Council Honours Rio Hero and Helps Young AchieversPublished Tuesday, 04 April 2017
Clitheroe kayak ace Jon Schofield, who surged his way to success at the Rio Olympics, was honoured at Ribble Valley Borough Council’s 2017 sports and arts excellence awards.
He was presented with a specially commissioned coffee set thrown by top potter Matt Wilcock by Ribble Valley Mayor Joyce Holgate.
He and Matt then presented grants to the borough’s up-and-coming young sportsmen and women, and performance artists.
Budding barista Jon, who was supported by Ribble Valley Borough Council throughout his early career, secured second place in the kayak pairs 200m sprint at the Lagoa Stadium. Jon and kayak partner Liam Heath took silver after beating Lithuanian duo Aurimas Lankas and Edvinas Ramanauskas in a split-second photo-finish.
Robert Thompson, chairman of Ribble Valley Borough Council’s community services committee, said: “We are immensely proud to have supported Jon over the years and thrilled with his success.

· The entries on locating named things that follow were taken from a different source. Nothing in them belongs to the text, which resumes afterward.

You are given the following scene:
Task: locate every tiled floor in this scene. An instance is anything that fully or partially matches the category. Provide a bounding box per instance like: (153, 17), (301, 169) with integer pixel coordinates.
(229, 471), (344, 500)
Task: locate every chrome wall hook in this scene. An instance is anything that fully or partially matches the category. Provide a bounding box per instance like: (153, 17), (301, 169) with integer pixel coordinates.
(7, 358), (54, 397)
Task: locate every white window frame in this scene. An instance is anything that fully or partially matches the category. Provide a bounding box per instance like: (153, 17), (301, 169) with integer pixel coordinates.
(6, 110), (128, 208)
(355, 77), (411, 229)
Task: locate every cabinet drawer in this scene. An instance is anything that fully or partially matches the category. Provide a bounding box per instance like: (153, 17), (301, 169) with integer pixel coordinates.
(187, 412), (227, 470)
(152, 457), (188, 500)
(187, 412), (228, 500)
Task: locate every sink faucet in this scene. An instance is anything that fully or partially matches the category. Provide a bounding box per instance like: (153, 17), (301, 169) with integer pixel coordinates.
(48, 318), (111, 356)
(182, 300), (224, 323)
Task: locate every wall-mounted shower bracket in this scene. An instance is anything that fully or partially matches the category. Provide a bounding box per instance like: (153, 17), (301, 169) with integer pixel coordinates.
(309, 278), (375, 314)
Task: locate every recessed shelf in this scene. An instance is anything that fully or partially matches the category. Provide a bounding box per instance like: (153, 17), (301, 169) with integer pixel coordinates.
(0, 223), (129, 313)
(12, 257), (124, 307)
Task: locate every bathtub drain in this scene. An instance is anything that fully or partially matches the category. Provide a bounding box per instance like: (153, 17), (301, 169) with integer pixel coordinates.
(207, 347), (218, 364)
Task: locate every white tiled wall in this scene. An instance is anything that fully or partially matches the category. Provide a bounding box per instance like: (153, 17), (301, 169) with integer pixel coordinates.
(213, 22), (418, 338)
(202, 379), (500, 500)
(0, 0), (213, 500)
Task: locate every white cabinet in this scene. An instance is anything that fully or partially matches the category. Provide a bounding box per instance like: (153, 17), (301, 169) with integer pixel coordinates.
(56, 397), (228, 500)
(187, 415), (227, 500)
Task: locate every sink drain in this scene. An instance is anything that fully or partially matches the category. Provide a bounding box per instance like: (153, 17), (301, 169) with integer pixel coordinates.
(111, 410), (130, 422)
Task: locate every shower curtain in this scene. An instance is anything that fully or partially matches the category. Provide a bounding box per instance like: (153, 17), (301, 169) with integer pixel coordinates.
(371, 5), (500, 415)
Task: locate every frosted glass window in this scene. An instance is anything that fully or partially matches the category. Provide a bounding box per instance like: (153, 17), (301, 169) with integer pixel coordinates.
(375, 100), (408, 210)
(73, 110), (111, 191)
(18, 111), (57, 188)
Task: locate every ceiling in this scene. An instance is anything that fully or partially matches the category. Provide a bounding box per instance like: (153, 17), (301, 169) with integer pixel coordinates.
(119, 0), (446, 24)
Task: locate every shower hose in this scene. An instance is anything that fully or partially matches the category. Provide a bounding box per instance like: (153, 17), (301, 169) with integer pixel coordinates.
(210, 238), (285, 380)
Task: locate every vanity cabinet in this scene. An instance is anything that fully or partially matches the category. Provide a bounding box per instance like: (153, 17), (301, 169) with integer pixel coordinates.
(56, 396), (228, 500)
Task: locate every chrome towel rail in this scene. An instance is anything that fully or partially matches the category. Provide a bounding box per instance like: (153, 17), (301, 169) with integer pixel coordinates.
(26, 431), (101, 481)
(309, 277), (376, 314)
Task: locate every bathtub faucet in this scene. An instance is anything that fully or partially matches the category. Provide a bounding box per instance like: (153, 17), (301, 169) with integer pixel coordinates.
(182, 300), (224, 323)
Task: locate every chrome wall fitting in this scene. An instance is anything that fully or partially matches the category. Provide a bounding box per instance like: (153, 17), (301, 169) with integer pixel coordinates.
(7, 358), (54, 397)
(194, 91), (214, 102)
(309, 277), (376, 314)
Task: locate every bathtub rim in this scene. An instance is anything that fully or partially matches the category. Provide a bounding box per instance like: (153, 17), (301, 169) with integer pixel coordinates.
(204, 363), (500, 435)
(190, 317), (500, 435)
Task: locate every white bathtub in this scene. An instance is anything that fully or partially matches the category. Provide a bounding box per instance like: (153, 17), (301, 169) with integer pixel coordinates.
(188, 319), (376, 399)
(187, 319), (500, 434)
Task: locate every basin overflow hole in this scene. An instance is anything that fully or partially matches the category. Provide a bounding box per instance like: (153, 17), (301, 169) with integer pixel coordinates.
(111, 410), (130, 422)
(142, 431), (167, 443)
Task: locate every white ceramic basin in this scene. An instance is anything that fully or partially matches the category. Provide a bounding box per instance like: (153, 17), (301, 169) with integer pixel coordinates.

“For him to have won bronze at London 2012 was fantastic enough, but to have topped that with a silver at Rio is outstanding.
“We are delighted that Jon and Matt have taken time out of their busy international schedules to join us at this year’s sports and arts excellence awards ceremony.”
Jon told the youngsters that 15 years ago he was also in the council chamber nervously waiting to receive his award.
“Who knew that I would end up with an Olympic silver medal – and you can, too, if you work hard and aim high.
“I am delighted to be here this evening to present these awards and would like to thank Ribble Valley Borough Council for its support over the years, and the fantastic coffee set.”
Jon then posed for photographs with the enthralled youngsters, some of who tried on his silver medal.
Clay ace Matt, who won last year’s surprise TV hit the Great Pottery Throw Down, marries technical ability with astonishing artistry and recently exhibited at the Platform Gallery in Clitheroe.
The set comprises four mugs and a cafetiere featuring the Olympic rings on a circular tray. The set was thrown from stone wear clay on a traditional potters’ wheel and glazed with Leach celadon, named after its inventor, renowned British potter Michael Leach, comprising Cornish stone, China clay, whiting, flint and a touch of iron, and is a distinctive jade green colour.
Twenty-four youngsters received awards of up to £350 for a range of sports and arts, including cycling, fishing, climbing, netball, dance, drama and music.